And let's see what the loss looks like:

Training loss for a vanilla feed-forward neural network (image by author).

Clearly, we're saturating performance. There's something about the task and how we've set it up that prevents the models from learning an appropriate strategy. To shift tack a bit, I'm going to try giving the model training data which just consists of the optimal strategy.

Optimal strategy training data

Newell and Simon's 1972 tic-tac-toe program outlines the perfect strategy (to win or at least draw) if we choose the first available move from the following preference over moves:

Win: If you have two in a row, play the third to get three in a row.
Block: If the opponent has two in a row, play the third to block them.
Fork: Create an opportunity where you can win in two ways.
Block Opponent's Fork: we either create two in a row to force a defence (if this doesn't result in a fork for them), or we block their potential fork.
Centre: Play the centre.
Opposite Corner: If the opponent is in the corner, play the opposite corner.
Empty Corner: Play an empty corner.
Empty Side: Play an empty side.

Let's rewrite our data generator to obtain all possible moves according to this strategy.
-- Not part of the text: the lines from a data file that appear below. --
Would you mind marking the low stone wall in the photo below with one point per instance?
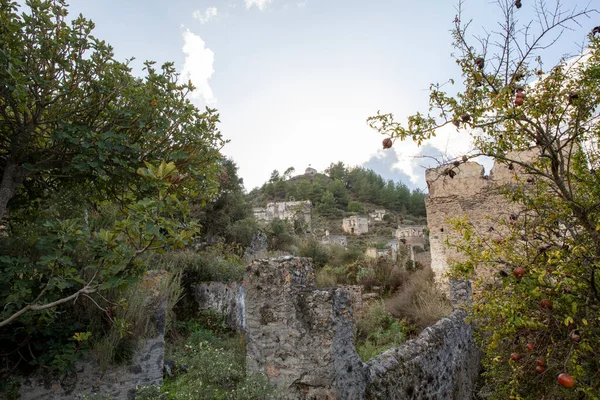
(441, 364)
(226, 298)
(300, 337)
(117, 382)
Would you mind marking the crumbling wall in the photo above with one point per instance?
(118, 382)
(468, 193)
(226, 298)
(299, 336)
(355, 225)
(441, 364)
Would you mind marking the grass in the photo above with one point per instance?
(377, 331)
(419, 301)
(216, 361)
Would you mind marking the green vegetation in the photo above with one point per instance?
(105, 175)
(342, 190)
(215, 365)
(89, 186)
(536, 274)
(377, 331)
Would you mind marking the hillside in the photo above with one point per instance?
(341, 190)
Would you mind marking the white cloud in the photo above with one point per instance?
(198, 66)
(260, 4)
(207, 15)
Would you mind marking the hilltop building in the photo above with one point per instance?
(355, 225)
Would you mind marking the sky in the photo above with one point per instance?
(295, 80)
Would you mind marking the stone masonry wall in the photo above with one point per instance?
(226, 298)
(301, 337)
(118, 382)
(468, 194)
(441, 364)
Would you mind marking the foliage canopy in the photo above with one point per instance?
(543, 302)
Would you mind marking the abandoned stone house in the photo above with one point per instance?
(377, 215)
(472, 194)
(355, 225)
(411, 235)
(285, 210)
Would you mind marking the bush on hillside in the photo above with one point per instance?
(419, 301)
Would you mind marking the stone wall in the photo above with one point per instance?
(118, 382)
(441, 364)
(226, 298)
(340, 240)
(468, 193)
(300, 337)
(355, 225)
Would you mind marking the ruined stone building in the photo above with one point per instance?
(355, 225)
(472, 194)
(374, 252)
(411, 234)
(377, 215)
(340, 240)
(285, 210)
(301, 338)
(310, 171)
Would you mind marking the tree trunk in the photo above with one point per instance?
(11, 179)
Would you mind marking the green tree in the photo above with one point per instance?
(337, 171)
(542, 306)
(327, 205)
(96, 165)
(225, 209)
(339, 191)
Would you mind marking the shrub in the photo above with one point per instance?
(356, 207)
(280, 235)
(419, 301)
(216, 263)
(129, 320)
(324, 278)
(216, 368)
(377, 331)
(241, 232)
(315, 250)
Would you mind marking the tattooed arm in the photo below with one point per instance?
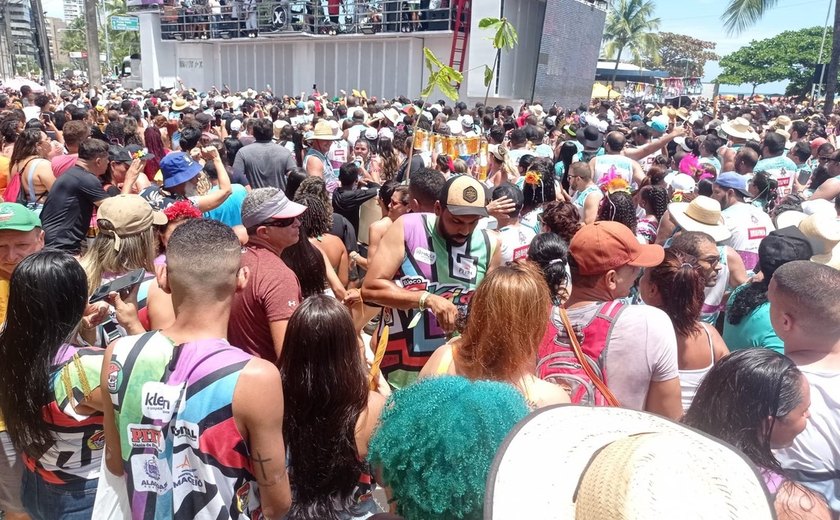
(262, 426)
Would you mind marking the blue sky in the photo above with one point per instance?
(702, 19)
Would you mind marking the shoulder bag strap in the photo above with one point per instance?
(576, 348)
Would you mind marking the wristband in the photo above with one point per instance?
(422, 303)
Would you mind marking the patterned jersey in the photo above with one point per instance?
(183, 455)
(430, 264)
(76, 452)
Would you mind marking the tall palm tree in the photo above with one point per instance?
(631, 25)
(741, 14)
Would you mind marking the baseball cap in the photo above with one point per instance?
(138, 152)
(178, 168)
(734, 181)
(117, 153)
(124, 215)
(462, 195)
(782, 246)
(16, 217)
(275, 207)
(605, 245)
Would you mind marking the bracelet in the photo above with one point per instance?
(422, 303)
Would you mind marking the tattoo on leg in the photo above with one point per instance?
(259, 460)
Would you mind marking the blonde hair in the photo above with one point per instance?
(136, 252)
(508, 316)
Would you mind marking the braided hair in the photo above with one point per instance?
(619, 207)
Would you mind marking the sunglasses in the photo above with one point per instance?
(279, 222)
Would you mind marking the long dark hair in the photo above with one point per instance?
(47, 296)
(737, 396)
(551, 254)
(307, 262)
(680, 281)
(325, 392)
(26, 145)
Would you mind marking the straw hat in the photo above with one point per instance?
(623, 464)
(323, 132)
(823, 231)
(179, 104)
(701, 214)
(739, 128)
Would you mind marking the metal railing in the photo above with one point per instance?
(251, 18)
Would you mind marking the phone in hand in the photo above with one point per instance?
(123, 285)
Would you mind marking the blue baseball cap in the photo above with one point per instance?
(734, 181)
(178, 168)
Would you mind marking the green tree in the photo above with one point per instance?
(741, 14)
(631, 26)
(505, 37)
(790, 55)
(682, 55)
(123, 43)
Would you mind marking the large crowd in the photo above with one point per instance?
(243, 305)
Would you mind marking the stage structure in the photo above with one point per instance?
(372, 46)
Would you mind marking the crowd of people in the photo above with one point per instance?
(240, 305)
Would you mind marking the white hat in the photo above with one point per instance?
(455, 127)
(682, 182)
(587, 463)
(701, 214)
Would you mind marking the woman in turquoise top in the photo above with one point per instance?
(747, 322)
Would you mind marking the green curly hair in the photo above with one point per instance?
(436, 442)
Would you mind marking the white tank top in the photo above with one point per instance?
(690, 379)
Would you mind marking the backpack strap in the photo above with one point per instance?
(576, 348)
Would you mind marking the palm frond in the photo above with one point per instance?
(741, 14)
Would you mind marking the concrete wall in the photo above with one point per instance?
(568, 54)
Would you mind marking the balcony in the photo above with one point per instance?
(295, 17)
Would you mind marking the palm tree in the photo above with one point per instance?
(741, 14)
(631, 25)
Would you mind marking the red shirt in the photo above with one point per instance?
(272, 294)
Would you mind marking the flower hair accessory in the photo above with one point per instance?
(533, 178)
(613, 182)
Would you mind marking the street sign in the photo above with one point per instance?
(125, 23)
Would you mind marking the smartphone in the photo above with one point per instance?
(123, 285)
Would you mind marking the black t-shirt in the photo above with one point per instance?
(69, 207)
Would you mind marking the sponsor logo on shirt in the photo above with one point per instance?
(756, 233)
(185, 474)
(185, 432)
(114, 376)
(150, 474)
(158, 400)
(145, 436)
(96, 441)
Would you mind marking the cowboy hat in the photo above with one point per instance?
(622, 464)
(323, 132)
(701, 214)
(739, 128)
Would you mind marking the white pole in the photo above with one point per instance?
(822, 47)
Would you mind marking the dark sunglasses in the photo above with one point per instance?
(279, 222)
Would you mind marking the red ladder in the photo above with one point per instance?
(461, 35)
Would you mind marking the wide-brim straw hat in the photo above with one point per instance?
(739, 128)
(323, 132)
(823, 231)
(598, 463)
(701, 214)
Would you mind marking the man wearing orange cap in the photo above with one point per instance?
(639, 352)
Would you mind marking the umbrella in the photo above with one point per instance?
(601, 91)
(17, 83)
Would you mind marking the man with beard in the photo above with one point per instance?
(429, 262)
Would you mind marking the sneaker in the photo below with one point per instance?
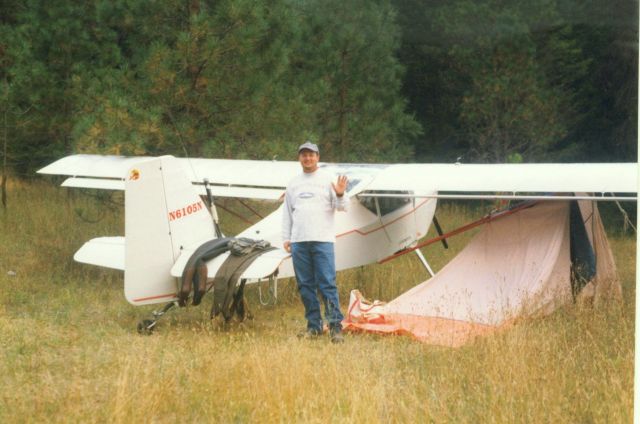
(309, 334)
(337, 338)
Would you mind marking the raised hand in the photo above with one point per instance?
(341, 186)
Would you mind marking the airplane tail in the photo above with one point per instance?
(163, 215)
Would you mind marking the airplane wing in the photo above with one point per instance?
(255, 179)
(268, 179)
(523, 181)
(226, 177)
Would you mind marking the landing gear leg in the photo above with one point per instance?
(146, 326)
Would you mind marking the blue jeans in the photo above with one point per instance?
(315, 268)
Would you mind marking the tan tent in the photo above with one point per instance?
(517, 266)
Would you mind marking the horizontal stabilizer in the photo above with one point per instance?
(103, 251)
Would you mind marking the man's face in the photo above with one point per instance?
(309, 160)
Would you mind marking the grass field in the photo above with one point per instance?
(69, 351)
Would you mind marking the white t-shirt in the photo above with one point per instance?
(309, 206)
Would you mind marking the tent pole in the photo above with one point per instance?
(424, 262)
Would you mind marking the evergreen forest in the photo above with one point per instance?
(370, 80)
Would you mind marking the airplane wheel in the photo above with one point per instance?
(144, 327)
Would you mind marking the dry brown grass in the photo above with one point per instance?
(69, 351)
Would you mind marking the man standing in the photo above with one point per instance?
(308, 234)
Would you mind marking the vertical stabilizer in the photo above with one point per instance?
(163, 214)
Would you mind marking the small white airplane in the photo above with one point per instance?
(391, 209)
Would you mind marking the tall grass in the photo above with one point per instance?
(69, 351)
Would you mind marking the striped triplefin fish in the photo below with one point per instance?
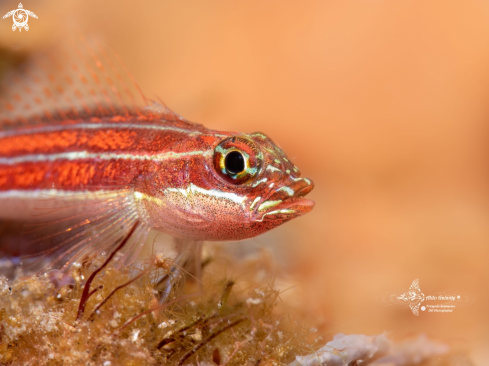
(83, 158)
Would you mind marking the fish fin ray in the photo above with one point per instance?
(81, 80)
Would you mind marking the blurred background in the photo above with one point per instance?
(383, 103)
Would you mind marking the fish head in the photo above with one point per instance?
(238, 186)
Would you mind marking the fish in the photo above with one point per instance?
(82, 161)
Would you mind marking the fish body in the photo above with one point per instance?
(82, 179)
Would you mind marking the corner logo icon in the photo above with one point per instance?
(20, 17)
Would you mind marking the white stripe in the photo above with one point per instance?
(94, 126)
(78, 155)
(273, 169)
(55, 193)
(192, 189)
(289, 190)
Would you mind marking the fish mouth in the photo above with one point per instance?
(288, 201)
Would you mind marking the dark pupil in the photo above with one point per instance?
(234, 162)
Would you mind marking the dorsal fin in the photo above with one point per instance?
(82, 79)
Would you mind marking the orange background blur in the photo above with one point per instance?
(383, 103)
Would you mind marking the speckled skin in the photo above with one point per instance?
(169, 166)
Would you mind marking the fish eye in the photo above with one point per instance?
(234, 162)
(237, 159)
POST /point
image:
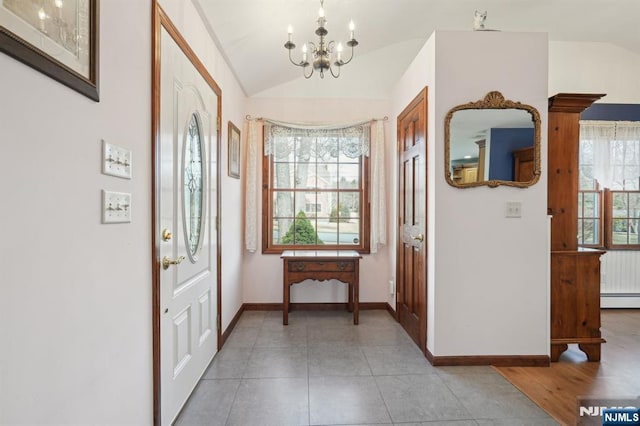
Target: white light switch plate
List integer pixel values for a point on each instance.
(116, 161)
(514, 209)
(116, 207)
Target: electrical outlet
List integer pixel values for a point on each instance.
(116, 207)
(514, 209)
(116, 161)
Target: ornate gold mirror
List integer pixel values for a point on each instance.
(492, 142)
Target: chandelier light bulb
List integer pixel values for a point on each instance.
(326, 54)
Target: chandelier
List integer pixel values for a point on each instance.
(322, 52)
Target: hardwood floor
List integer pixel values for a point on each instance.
(556, 388)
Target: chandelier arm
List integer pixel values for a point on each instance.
(305, 73)
(342, 62)
(333, 74)
(298, 64)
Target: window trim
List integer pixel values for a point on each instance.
(267, 212)
(609, 244)
(601, 217)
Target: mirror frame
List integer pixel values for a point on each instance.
(493, 100)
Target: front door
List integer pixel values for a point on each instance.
(186, 211)
(411, 299)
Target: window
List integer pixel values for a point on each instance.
(609, 188)
(315, 189)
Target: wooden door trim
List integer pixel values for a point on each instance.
(160, 20)
(421, 96)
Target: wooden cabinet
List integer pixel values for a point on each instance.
(575, 274)
(575, 302)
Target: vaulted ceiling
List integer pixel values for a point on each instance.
(251, 34)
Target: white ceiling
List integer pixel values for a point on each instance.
(252, 33)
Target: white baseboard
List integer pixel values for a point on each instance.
(620, 301)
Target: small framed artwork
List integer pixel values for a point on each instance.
(59, 38)
(234, 151)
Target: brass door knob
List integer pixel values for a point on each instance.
(166, 262)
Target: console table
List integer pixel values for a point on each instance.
(320, 265)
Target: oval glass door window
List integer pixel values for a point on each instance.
(193, 191)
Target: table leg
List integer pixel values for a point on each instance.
(356, 302)
(285, 304)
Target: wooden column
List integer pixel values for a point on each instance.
(575, 274)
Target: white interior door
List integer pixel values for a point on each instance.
(187, 205)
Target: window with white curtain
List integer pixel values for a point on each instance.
(609, 188)
(315, 188)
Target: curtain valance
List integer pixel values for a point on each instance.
(352, 141)
(616, 151)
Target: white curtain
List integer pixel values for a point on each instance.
(616, 151)
(378, 189)
(251, 186)
(373, 146)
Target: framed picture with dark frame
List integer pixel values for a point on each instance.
(59, 38)
(234, 151)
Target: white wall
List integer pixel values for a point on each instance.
(76, 304)
(594, 68)
(262, 274)
(487, 277)
(75, 311)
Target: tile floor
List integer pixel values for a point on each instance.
(323, 370)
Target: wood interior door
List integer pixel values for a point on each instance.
(411, 295)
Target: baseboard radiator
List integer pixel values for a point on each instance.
(620, 279)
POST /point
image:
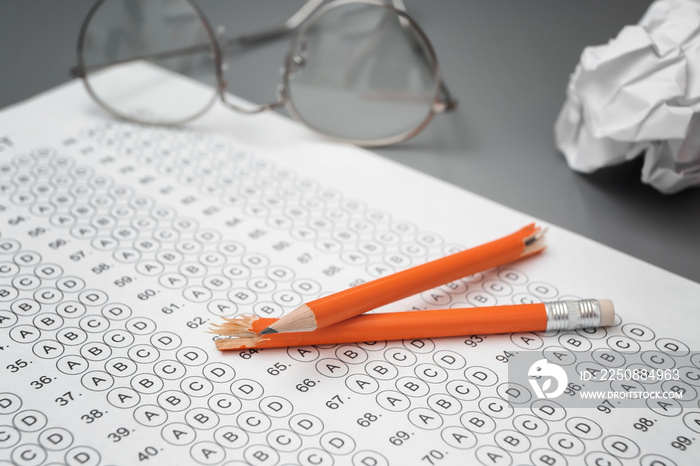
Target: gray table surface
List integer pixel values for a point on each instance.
(508, 63)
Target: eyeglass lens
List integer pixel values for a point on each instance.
(167, 33)
(359, 71)
(362, 73)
We'll also simulate all games for both possible players going first.

from copy import deepcopy

# Helper function to find if there's a winning move or a move that blocks the opponent from winning
def find_winning_or_blocking_move(board, player):
    winning_positions = [
        [0, 1, 2], [3, 4, 5], [6, 7, 8],  # Rows
        [0, 3, 6], [1, 4, 7], [2, 5, 8],  # Columns
        [0, 4, 8], [2, 4, 6]  # Diagonals
    ]
    for positions in winning_positions:
        values = [board[pos] for pos in positions]
        if values.count(player) == 2 and values.count('-') == 1:
            return positions[values.index('-')]
    return None

# Helper function for checking for fork opportunities
def find_fork_move(board, player):
    fork_move = None
    for i in range(9):
        if board[i] == '-':
            temp_board = board[:]
            temp_board[i] = player
            winning_moves = 0
            for j in range(9):
                if temp_board[j] == '-':
                    temp_board_2 = temp_board[:]
                    temp_board_2[j] = player
                    if find_winning_or_blocking_move(temp_board_2, player) is not None:
                        winning_moves += 1
            if winning_moves >= 2:
                fork_move = i
                break
    return fork_move

# Helper function to find the optimal move according to a defined strategy
def optimal_strategy(board, player):
    opponent = 'O' if player == 'X' else 'X'

    # 1. Win: If you have two in a row, play the third to get three in a row.
    win_move = find_winning_or_blocking_move(board, player)
    if win_move is not None:
        return win_move

    # 2. Block: If the opponent has two in a row, play the third to block them.
    block_move = find_winning_or_blocking_move(board, opponent)
    if block_move is not None:
        return block_move

    # 3. Fork: Create an opportunity where you can win in two ways.
    fork_move = find_fork_move(board, player)
    if fork_move is not None:
        return fork_move

    # 4. Block Opponent's Fork
    opponent_fork_move = find_fork_move(board, opponent)
    if opponent_fork_move is not None:
        return opponent_fork_move

    # 5. Center: Play the center.
    if board[4] == '-':
        return 4

    # 6. Opposite Corner: If the opponent is in the corner, play the opposite corner.
    corners = [(0, 8), (2, 6), (8, 0), (6, 2)]
    for corner1, corner2 in corners:
        if board[corner1] == opponent and board[corner2] == '-':
            return corner2

    # 7. Empty Corner: Play an empty corner.
    for corner in [0, 2, 6, 8]:
        if board[corner] == '-':
            return corner

    # 8. Empty Side: Play an empty side.
    for side in [1, 3, 5, 7]:
        if board[side] == '-':
            return side

# Function to simulate all games according to the optimal strategy
def simulate_all_games_optimal_v2(game, x_starts=True):
    global input_sequences, output_sequences

    # Check for terminal state
    winner = game.check_winner()
    if winner or game.is_draw():
        return

    # If it's X's turn, apply the optimal strategy and save the board state and move
    if game.current_player == 'X':
        move = optimal_strategy(game.board, 'X')
        if move is None:
            move = game.get_legal_moves()[0]  # fallback
        input_sequences.append(encode(''.join(game.board)))
        output_sequences.append(move)
        new_game = deepcopy(game)
        new_game.make_move(move)
        simulate_all_games_optimal_v2(new_game, x_starts)
    else:
        # If it's O's turn, explore all possible legal moves
        for move in game.get_legal_moves():
            new_game = deepcopy(game)
            new_game.make_move(move)
            simulate_all_games_optimal_v2(new_game, x_starts)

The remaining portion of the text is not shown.